Video report by ITV News Political Correspondent Libby Wiener
The former Cabinet minister said the Lib Dems have to "wake up and smell the coffee" after a series of disappointing general election results.
The Kingston and Surbiton MP, who has been acting leader since Jo Swinson lost her seat in the 2019 general election, defeated Layla Moran to win the leadership by 42,756 votes to 24,564.
Sir Ed said his job is to "rebuild the Liberal Democrats to national relevance” but acknowledged: "None of this is going to be easy, none of this is going to be straightforward."
'We have to wake up and smell the coffee,' says Sir Davey after being elected as leader
At an event in London to announce the leadership result, Sir Ed said: "We have to wake up and smell the coffee. Nationally our party has lost touch with too many voters."

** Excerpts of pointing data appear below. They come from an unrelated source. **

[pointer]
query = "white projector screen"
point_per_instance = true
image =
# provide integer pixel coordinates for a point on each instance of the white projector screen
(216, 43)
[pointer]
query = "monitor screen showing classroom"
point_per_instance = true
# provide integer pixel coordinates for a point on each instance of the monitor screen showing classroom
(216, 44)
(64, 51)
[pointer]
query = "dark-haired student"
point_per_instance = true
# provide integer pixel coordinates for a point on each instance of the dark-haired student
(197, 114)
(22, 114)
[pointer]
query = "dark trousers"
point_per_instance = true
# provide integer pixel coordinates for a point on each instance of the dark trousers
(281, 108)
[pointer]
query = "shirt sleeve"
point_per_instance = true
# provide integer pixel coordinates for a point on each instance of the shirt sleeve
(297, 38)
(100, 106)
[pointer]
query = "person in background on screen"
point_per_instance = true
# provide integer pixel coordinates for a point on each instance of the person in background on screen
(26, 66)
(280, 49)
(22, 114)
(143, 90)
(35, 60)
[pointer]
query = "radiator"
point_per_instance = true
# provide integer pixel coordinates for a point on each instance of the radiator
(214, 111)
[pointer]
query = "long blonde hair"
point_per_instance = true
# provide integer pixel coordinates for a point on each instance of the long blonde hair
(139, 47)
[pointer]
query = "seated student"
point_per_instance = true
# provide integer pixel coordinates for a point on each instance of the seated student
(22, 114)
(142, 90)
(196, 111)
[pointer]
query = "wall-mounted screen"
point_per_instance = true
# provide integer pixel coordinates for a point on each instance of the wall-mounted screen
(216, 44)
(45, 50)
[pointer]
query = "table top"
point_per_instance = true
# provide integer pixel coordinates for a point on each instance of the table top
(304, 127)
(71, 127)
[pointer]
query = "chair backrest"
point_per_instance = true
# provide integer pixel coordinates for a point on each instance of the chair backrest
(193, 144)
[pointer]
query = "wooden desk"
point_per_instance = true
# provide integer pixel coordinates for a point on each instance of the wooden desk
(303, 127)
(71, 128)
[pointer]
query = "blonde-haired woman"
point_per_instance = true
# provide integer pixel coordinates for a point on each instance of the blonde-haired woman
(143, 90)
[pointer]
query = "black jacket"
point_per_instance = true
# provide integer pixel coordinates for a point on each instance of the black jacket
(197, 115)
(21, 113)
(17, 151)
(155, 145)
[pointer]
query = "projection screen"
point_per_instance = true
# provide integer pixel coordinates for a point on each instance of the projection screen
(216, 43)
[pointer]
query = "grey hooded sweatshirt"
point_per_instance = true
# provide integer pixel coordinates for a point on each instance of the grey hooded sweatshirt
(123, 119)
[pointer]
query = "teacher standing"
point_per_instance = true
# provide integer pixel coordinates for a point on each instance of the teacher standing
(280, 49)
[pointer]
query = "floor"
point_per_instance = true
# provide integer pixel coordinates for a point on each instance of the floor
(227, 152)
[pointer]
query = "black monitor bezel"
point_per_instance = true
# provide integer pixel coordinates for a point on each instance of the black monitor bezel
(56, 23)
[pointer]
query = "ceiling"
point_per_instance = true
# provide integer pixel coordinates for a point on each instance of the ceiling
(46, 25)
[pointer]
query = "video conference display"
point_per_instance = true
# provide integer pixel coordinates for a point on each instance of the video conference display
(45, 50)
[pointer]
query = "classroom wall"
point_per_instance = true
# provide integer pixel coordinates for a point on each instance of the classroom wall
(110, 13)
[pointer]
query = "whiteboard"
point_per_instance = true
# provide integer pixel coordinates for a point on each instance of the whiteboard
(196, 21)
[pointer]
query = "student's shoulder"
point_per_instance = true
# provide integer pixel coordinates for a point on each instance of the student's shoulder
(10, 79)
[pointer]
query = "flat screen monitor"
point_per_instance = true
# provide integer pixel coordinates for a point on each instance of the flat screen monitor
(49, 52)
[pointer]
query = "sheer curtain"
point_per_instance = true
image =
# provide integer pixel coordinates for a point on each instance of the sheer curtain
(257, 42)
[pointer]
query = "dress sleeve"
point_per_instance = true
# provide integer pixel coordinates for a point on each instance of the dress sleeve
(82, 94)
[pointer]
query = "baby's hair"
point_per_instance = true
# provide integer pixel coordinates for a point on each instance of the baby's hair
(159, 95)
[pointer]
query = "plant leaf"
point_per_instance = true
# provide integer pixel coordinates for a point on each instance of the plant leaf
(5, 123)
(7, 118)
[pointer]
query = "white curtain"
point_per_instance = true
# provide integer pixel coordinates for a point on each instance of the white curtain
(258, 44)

"Yes, we are powerful advocates locally. Our campaigners listen to local people, work hard for communities and deliver results."
"But at the national level, we have to face the facts of three disappointing general election results."
The 54-year-old added: "The truth is: voters don’t believe the Liberal Democrats want to help ordinary people get on in life."
"Voters don’t believe we share their values. And voters don’t believe we are on the side of people like them," he added.
So who is Sir Ed Davey?
Sir Ed Davey has been a prominent figure in the Liberal Democrats for decades and now faces a battle to revive the party’s fortunes.
At the height of the Lib Dems’ influence under Nick Clegg, Sir Ed sat at the Cabinet table as energy and climate change secretary during the coalition with the Conservative Party.
But the decision to join forces with David Cameron proved disastrous for the party, with Sir Ed among dozens of Lib Dem casualties in the 2015 election, losing his Kingston and Surbiton seat to his Conservative rival.
He won the seat back in 2017 but did not stand for the leadership after Tim Farron quit, explaining that he wanted to spend time with his family – wife Emily and their children John and Ellie.
In the 2019 leadership contest, prompted by the resignation of Sir Vince Cable, 54-year-old Sir Ed was defeated by Jo Swinson, who subsequently lost her own seat in December’s general election.
It has been a long road to the leadership for Sir Ed, who was first elected in 1997 and was chief of staff to former leader Sir Menzies Campbell.
In 1994, before entering Parliament, Sir Ed won a bravery award for rescuing a woman who had fallen on to the tracks at Clapham Junction station in south London.
His early life was marked by tragedy, with his father dying when he was four and his mother when he was 15.
Sir Ed attended the private Nottingham High School – former Labour minister Ed Balls was in the year below – and then studied politics, philosophy and economics (PPE) at Oxford.
How have politicians reacted to Sir Ed Davey as leader of the Lib Dems?
Former Lib Dem leader Tim Farron tweeted: "Congratulations Edward Davey on becoming our new leader! Ed is a fantastic campaigner who has the experience and vision to move our party forward. Leadership elections are long and tough contests, so I want to pay tribute to Layla Moran who has run a really energetic campaign."
Conservative Party co-chairman Amanda Milling said: "At the election last year, the British people decided to move on from years of division and deadlock.
"But the Liberal Democrats want to keep on playing the same old politics."
She added: "They have a new leader in place, but he has shown time and again he does not share the values of the British people."
Ms Moran, who lost by more than 18,000 votes, congratulated the new leader and said: "I look forward to working with him to campaign for a better future for Britain."
On Twitter, she wrote: "Thank you so much to all my campaign team and volunteers. I am so proud of the positive, inclusive campaign we ran. I hope you’ll all join me in supporting Edward Davey as our new leader."
Green Party MP Caroline Lucas tweeted: "Congratulations to new Libdem leader Edward Davey – look forward to working together and with all opposition parties to hold this appalling government to account & to reform our archaic undemocratic electoral system for good."
Mayor of London, Sadiq Khan, tweeted: "Congratulations Edward Davey. Looking forward to working with you in the best interest of all Londoners."
What next for the Lib Dems?
The scale of the task now facing the new leader is clear – the Lib Dems won 62 seats in 2005 and 57 in 2010 but have since struggled in general elections.
In 2015 they were reduced to a rump of just eight MPs; in 2017 that rose to 12 but fell back to 11 in 2019.
But with Labour moving towards the centre following Sir Keir Starmer’s leadership victory, the space for the Lib Dems in British politics may be further squeezed.